The Rachel and Selim Benin School of Computer Science and Engineering, The Hebrew University of Jerusalem, Jerusalem, Israel.
Department of Statistics, The Hebrew University of Jerusalem, Jerusalem, Israel.
BMC Cancer. 2019 Aug 7;19(1):783. doi: 10.1186/s12885-019-5994-5.
In recent years, research on cancer predisposition germline variants has emerged as a prominent field. The identity of somatic mutations is based on a reliable mapping of the patient germline variants. In addition, the statistics of germline variants frequencies in healthy individuals and cancer patients is the basis for seeking candidates for cancer predisposition genes. The Cancer Genome Atlas (TCGA) is one of the main sources of such data, providing a diverse collection of molecular data including deep sequencing for more than 30 types of cancer from > 10,000 patients.

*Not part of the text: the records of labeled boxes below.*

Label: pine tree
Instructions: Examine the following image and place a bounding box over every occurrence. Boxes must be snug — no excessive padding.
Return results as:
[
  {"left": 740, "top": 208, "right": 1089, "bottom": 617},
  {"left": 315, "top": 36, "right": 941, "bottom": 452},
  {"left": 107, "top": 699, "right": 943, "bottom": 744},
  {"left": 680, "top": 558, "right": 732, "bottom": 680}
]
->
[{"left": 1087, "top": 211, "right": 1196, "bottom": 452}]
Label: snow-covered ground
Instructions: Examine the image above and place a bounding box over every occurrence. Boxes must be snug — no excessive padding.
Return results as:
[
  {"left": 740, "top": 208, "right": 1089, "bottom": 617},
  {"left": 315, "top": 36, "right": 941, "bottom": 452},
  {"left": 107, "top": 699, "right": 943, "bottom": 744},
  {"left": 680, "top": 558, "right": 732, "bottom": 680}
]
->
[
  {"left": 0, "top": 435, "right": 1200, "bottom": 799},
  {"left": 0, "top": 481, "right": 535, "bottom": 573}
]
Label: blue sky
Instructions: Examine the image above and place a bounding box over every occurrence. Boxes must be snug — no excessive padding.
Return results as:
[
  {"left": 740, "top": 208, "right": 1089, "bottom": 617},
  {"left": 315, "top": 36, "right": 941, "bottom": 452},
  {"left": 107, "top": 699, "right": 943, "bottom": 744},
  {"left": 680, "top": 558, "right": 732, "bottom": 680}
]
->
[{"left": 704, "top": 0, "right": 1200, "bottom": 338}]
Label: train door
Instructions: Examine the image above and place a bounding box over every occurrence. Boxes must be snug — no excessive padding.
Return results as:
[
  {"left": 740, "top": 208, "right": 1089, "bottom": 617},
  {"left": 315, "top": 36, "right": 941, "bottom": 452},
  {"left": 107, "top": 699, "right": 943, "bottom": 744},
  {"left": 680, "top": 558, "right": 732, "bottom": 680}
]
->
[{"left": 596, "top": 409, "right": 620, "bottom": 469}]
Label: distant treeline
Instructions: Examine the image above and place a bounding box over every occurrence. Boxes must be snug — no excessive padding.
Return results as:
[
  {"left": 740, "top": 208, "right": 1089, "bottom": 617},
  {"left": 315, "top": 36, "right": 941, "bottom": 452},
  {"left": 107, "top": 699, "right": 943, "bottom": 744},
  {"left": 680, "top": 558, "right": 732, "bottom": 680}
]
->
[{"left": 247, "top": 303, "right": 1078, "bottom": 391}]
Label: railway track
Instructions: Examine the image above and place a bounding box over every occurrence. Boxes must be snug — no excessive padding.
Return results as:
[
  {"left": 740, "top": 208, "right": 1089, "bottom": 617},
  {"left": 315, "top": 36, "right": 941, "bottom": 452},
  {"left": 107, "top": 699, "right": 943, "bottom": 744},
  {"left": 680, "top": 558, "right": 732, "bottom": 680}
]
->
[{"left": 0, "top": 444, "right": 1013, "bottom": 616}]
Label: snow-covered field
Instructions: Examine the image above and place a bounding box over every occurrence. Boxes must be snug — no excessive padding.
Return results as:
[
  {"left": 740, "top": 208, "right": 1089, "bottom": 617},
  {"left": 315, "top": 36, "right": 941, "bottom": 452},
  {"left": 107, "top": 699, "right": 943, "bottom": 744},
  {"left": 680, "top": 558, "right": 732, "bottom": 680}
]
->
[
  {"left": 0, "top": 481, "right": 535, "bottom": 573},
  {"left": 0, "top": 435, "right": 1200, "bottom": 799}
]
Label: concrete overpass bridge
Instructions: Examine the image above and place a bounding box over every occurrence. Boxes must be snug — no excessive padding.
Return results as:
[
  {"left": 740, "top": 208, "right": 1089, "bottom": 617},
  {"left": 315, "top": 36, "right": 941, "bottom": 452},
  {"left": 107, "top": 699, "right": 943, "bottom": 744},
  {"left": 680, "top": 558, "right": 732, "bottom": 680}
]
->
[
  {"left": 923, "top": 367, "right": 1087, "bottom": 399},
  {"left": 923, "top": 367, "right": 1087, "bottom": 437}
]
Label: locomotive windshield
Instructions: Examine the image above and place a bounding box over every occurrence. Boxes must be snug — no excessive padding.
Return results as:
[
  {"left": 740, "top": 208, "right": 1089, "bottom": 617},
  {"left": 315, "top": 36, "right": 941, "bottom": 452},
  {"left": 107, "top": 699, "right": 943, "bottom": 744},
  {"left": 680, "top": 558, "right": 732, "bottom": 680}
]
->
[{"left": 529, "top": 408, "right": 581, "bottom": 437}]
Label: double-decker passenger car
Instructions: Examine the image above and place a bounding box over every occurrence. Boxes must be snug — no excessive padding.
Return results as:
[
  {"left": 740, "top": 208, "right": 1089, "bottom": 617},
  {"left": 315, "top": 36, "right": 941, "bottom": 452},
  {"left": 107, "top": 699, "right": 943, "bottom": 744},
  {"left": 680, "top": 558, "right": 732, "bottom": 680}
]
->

Our hypothesis in this study is that whole exome sequences from blood samples of cancer patients are not expected to show systematic differences among cancer types. To test this hypothesis, we analyzed common and rare germline variants across six cancer types, covering 2241 samples from TCGA. In our analysis we accounted for inherent variables in the data including the different variant calling protocols, sequencing platforms, and ethnicity.
We report on substantial batch effects in germline variants associated with cancer types. We attribute the effect to the specific sequencing centers that produced the data. Specifically, we measured 30% variability in the number of reported germline variants per sample across sequencing centers. The batch effect is further expressed in nucleotide composition and variant frequencies. Importantly, the batch effect causes substantial differences in germline variant distribution patterns across numerous genes, including prominent cancer predisposition genes such as BRCA1, RET, MAX, and KRAS. For most of known cancer predisposition genes, we found a distinct batch-dependent difference in germline variants.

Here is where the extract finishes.